Reputation: 21150
I'm building a (relatively) simple web scraper using PHP/CURL. This is my first time using PHP, I've tested this code in ScraperWiki and it worked just fine but I'm trying to use it on my own server and it's not running. I know the script is being read, because if I remove the simple_html_dom include I get error messages. But when it's included, I get a 500 server error.
Don't really know where to start trouble shooting here. Would appreciate someone looking over the code to see if there are any obvious errors? At present I just want the page to print variables on the screen so I know it's working properly, then I'm going to hook it up to mysql.
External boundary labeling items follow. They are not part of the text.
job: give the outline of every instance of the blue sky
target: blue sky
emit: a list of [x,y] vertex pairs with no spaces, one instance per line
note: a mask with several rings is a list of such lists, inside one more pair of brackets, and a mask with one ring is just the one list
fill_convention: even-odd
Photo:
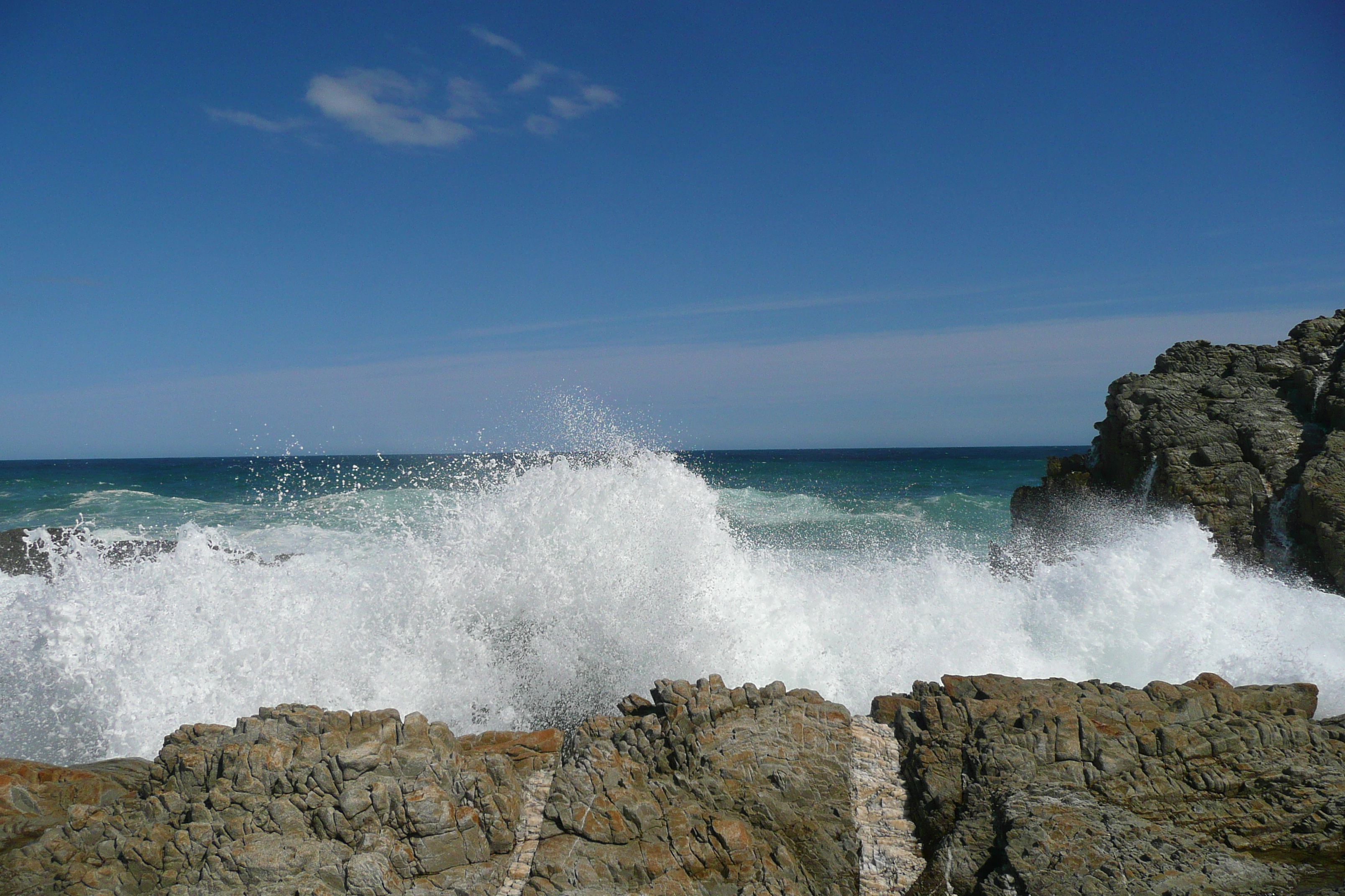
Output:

So this is just in a folder on my server, along with simple_html_dom.php, and I'm accessing it by going to the www.domain.com/folder/index.php which houses the following code:
<?php
// Include simple html dom
include('simple_html_dom.php');
// Defining the basic cURL function
function curl($url) {
$ch = curl_init(); // Initialising cURL
curl_setopt($ch, CURLOPT_URL, $url); // Setting cURL's URL option with the $url variable passed into the function
curl_setopt($ch, CURLOPT_RETURNTRANSFER, TRUE); // Setting cURL's option to return the webpage data
$data = curl_exec($ch); // Executing the cURL request and assigning the returned data to the $data variable
curl_close($ch); // Closing cURL
return $data; // Returning the data from the function
}
$allLinks = array();
$counter = 0;
function nextPage($nextUrl){
global $counter;
getLinks($nextUrl);
}
function getLinks($url){ // gets links from product list page
global $allLinks;
global $counter;
$html_content = curl($url);
$html = str_get_html($html_content);
foreach ($html->find("div.views-row a.imagecache-product_list") as $el) {
$url = $el->href . "\n";
$allLinks[$counter] = 'http://www.uptherestore.com';
$allLinks[$counter] .= $url;
$counter++;
}
$next = $html->find("li.pager-next a", 0);
if( $next != false ) $next = $next->href;
if (isset($next)) {
$nextUrl = 'http://www.uptherestore.com';
$nextUrl .= $next;
nextPage($nextUrl);
}else{return;}
}
class Product{ //Creates an object class for products
public $name = '';
public $infoLink = '';
public $description = '';
public $mainImage = '';
public $moreImages1 = '';
public $moreImages2 = '';
public $moreImages3 = '';
public $moreImages4 = '';
public $price = '';
public $designer= '';
}
function getInfo($infoLink){ // Trawls the product pages for info
if(!(isset($i)))
{$i = 0;}
$the_content = curl($infoLink);
$the_html = str_get_html($the_content);
$productName = $the_html->find("#item_info h1", 0)->innertext;
$products[$productName] = new Product;
$products[$productName]->name = $productName;
$products[$productName]->infoLink = $infoLink;
$products[$productName]->designer = $the_html->find("#item_info h2", 0)->innertext;
$products[$productName]->description = $the_html->find("#item_info .product-body", 0)->innertext; //Might cause issues because there are multiple <p> tags in this div
$products[$productName]->mainImage = $the_html->find("#item_image .imagecache-product_item_default", 0)->src;
$more1 = $the_html->find(".extra_images", 0);
$more2 = $the_html->find(".extra_images", 1);
$more3 = $the_html->find(".extra_images", 2);
$more4 = $the_html->find(".extra_images", 3);
if (isset($more1)) {
$products[$productName]->moreImages1 = $more1->src;
}
if (isset($more2)) {
$products[$productName]->moreImages1 = $more2->src;
}
if (isset($more3)) {
$products[$productName]->moreImages1 = $more3->src;
}
if (isset($more4)) {
$products[$productName]->moreImages1 = $more4->src;
}
$products[$productName]->price = $the_html->find(".price", 0)->innertext;
// Store: $infoLink, $description, $mainImage, $moreImages, $price, $designer
echo $products[$productName]->name . "\n";
echo $products[$productName]->description . "\n";
echo $i;
$i++;
}
getLinks("http://www.uptherestore.com/department/accessories");
foreach ($allLinks as $key => $value) {
getInfo($value);
}
?>
Any help would be greatly appreciated.
Upvotes: 0
Views: 515
Reputation: 2068
Quite difficult to determine what could be going wrong if the only feedback you're getting from it is an internal server error. I'd try putting in some error_log calls or echo/print to find out at what point it stops running.
One thing I do notice, however, is that you're checking if (isset($more1)) {
when you set the $more
variables to the result of $the_html->find
From looking at the docs for the find method in simple html dom parser, it will return null if it cannot find an element, so the check should be if (!is_null($more1)) {
You could see if that solves the issue, but if not, I'd recommend putting in some logging or checking server/php logs.
Upvotes: 1